Easy recipe for a quinoa and cheese soup, this Ecuadorian style locro soup is made with quinoa, potatoes, cheese, milk, onions, garlic, tomato, cumin, oregano, achiote, and topped with cilantro and avocado.
This comforting quinoa and cheese soup is a variation of the locro potato soup that I grew up eating in Ecuador. It is made with quinoa, potatoes, cheese, milk, onions, garlic, tomato, cumin, oregano, achiote, and topped with cilantro and avocado. Soup is the answer to all problems, at least that’s the way it seemed when I was growing up in Ecuador: you’re not feeling too well? Eat your soup. You want to get bigger, taller, skinnier, smarter, etc? Eat your soup. You want dessert? Eat your soup. You want to go outside and play? Eat your soup. You would think I would have ended up hating soups, but I actually really enjoy a good bowl of soup. It’s one of those things that I crave when I’m feeling sick and wish my mom lived next door –instead of 4,500 miles away –so that she could make me some homemade soup.Jump to Recipe
The first step to making a good soup is the refrito, also known as sofrito, which is the base of the soup, it consists of heating oil or butter –or sometimes lard – and adding onions, garlic, tomatoes. Other veggies like peppers or celery can also be added depending on the soup. Then you add the spices and seasonings you will use for the soup. I usually add ground cumin and achiote or annatto powder to my refrito. For this quinoa and cheese soup I also added some dry oregano.

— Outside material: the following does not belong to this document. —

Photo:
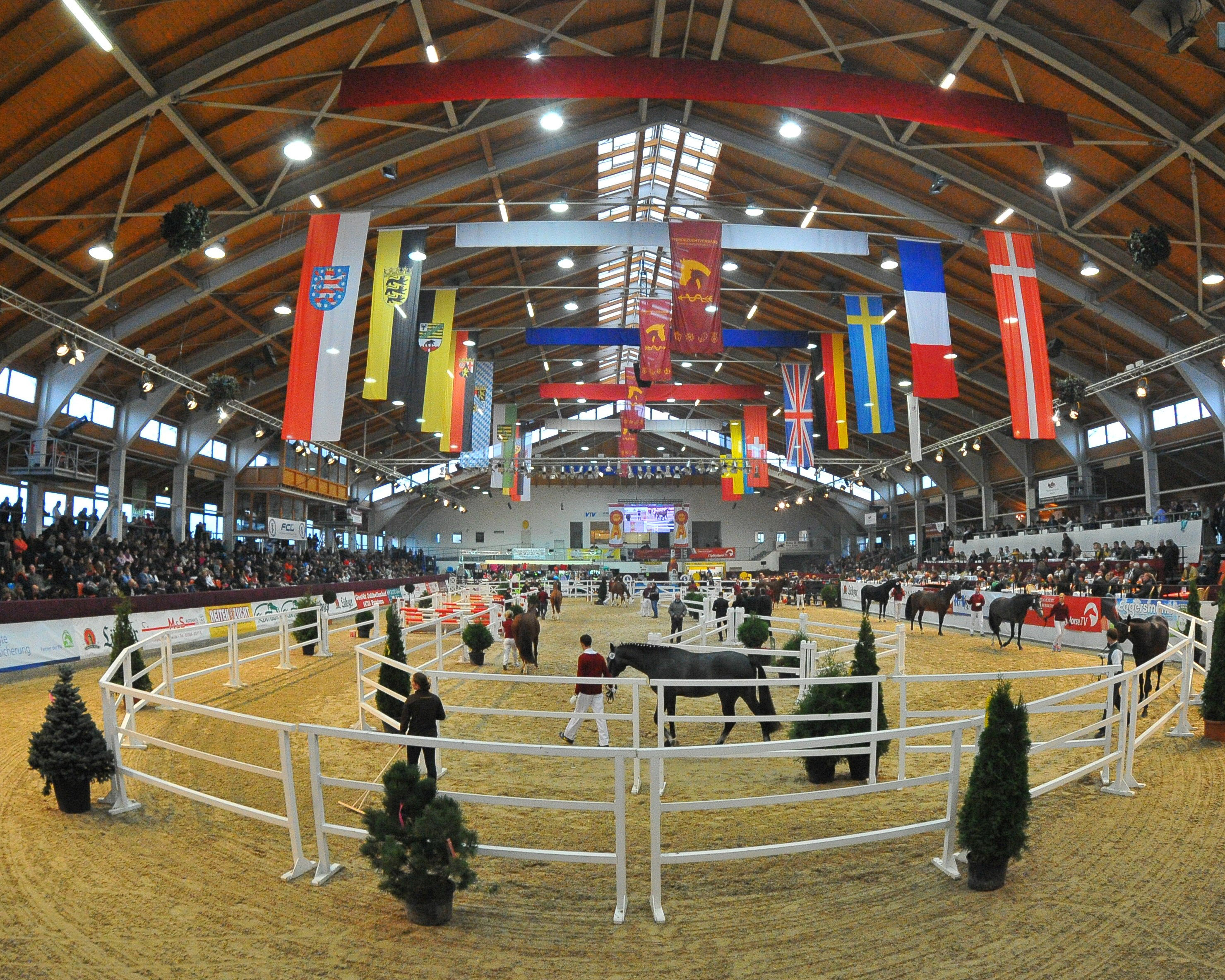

This soup has quinoa – which is nutritious and all of that good stuff, but what I like about quinoa in soups is the texture, I love the way the little seeds pop in your mouth. The potatoes, cheese and cilantro are what give it that delicious taste that reminds me of the locro de papas soup. Whenever I make a soup that has potatoes in it, I like to add the potatoes to the refrito and let them cook for just a few minutes so that they get just a little bit browned and then add the water or broth. I used queso fresco, which is fresh Latin American cheese that you can find in most supermarkets, but you can also use feta cheese instead, feta is a little bit more salty so adjust the salt according to your preference. Like many other Ecuadorian soups I served this one with some diced avocado and hot sauce on the side.
Quinoa and cheese soup
- 2 tablespoons of oil
- 2 cups diced white onion about 1 large onion
- 4 garlic cloves crushed
- 1 tomato peeled, seeded and chopped finely
- 1 teaspoon cumin
- 1 teaspoon achiote powder
- 1 teaspoon dry oregano
- 5-6 potatoes peeled and cut in small chunks
- 1 cup uncooked quinoa pre-washed
- 8 cups water or broth
- 1 cup milk
- 2 cups grated or crumbled queso fresco can use feta cheese
- 4 tablespoons of finely chopped cilantro or parsley to garnish
- Salt and pepper to taste
- Avocado slices
- Aji hot sauce
- Heat the oil over medium heat in a large saucepan or soup pot.
- Add the onions, garlic, tomato, cumin, achiote, oregano, salt and pepper. Mix well and cook until the onions are soft, about 5-8 minutes.
- Add the chopped potatoes; mix them in until coated with onions and spices. Continue to cook them for about 5 minutes, stirring occasionally.
- Add the water or broth, bring to a boil.
- Add the uncooked quinoa, reduce the temperature and simmer until the quinoa and potatoes are tender, about 25 minutes. Stir occasionally. For a creamier and thicker consistency you can use a a masher or wooden spoon to crush/mash some of the potatoes.
- Add the milk and cheese, stir and cook for another 5 minutes.
- Remove from the heat. Add the chopped cilantro or parsley, taste and add additional salt/pepper if needed.
- Serve the quinoa and cheese soup with diced or sliced avocado and hot sauce to taste.